El Gobierno anhela la eternidad

Cada tanto el Gobierno encuentra un encuestador maleable, al alcance de las caricias a las que acostumbra el poder. Y ese medidor de sensaciones impone números del colesterol bueno y los triglicéridos que son propios de jóvenes deportistas. Y las caras alegres que producen esos datos son capaces de instalar un gimnasio de alta competitividad en el geriátrico. Mientras tanto, del otro lado de la vida, se instala el miedo a que eso que imaginan, o mejor dicho, imaginamos como el Mal, se convierta  en permanente. Es que el verdadero sueño del oficialismo es la eternidad en el gobierno, que – casualmente- se corresponde con nuestras pesadillas.

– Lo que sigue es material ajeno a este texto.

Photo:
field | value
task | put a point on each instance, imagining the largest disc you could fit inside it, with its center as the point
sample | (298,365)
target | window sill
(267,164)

Esta semana le dediqué unos minutos de atención a una entrevista que Fantino le hacía a José Pablo Feinmann, con quién durante un tiempo pasado fuimos amigos. Fantino hacía de estudiante de filosofía y Feinmann de profesor; recorrían la biblioteca universal para explicar que la Presidente era un genio. Luego, leí en La Nación una columna de Luis Alberto Romero contra el nacionalismo. Me quedó la sensación amarga de que estos pensadores dicen lo que sienten sin asumir el lugar que ocupan en la sociedad. Y sumo a Lilita Carrio, que aporta ideas siempre y cuando no se le ocurra  enojarse con los hombres.

Al escucharlo a Feinmann imaginé que él había quedado del lado de los ganadores, y que debía estar convencido que los disidentes no éramos otra cosa que oligarquías universales. Algo parecido a lo del Juez Zaffaroni que opina, simplemente, que si gana la oposición, puede venir el caos. Un Juez de la Suprema Corte que dice alegremente que la democracia puede conducir al caos. Romero se la agarra con el nacionalismo, pero no con sus exageraciones sino, casi diría, con su mera existencia. Y Carrió considera que los que no la acompañan son de dudosa pertenencia.

Tuve la dicha de poder dialogar con el Papa Francisco, hablamos unos minutos de aquellos que intentan interpretar sus gestos en el pequeño esquema de oficialistas y opositores. La vida nos regaló en suerte un hombre de los más importantes del mundo  y nosotros lo queremos reducir al nivel de nuestros rencores. Se me ocurre que intentamos ser figuras públicas sin renunciar a nuestros caprichos privados, como si pudiéramos expandir nuestro egoísmo, convertirlo en mirada colectiva e imponerlo, que de algo así se trata.

Eso siento frente a los discursos de la Presidente, que no intenta otra cosa que sumarme a su idea, que ni imagina la necesidad de ampliar su concepción para abarcar la de otros, no me quiere convencer sino que tiene el poder y decide imponerme su mirada. Ella ocupa el espacio del Bien y el resto somos parte del Mal, la oligarquía, empleados de los fondos buitres, todo eso y mucho más. No entendemos su verdad, podemos -como dice Zaffaroni- caminar hacia el caos, o no haber leído todos los libros de filosofía que leyó Feinmann, para entender que la Presidenta que yo apenas soporto es lo más grande que dio la sociedad.

Cuando el retorno del General Perón y su abrazo con Ricardo Balbín, muchos de estos señores opinaron que la salida estaba en la boca del fusil. La historia demostró que la única salida estaba en el contexto de la democracia. Ellos ni siquiera asumieron la obligada autocritica, y nos siguen dando clase de sectarismo cuando ya casi nadie respeta sus ideas.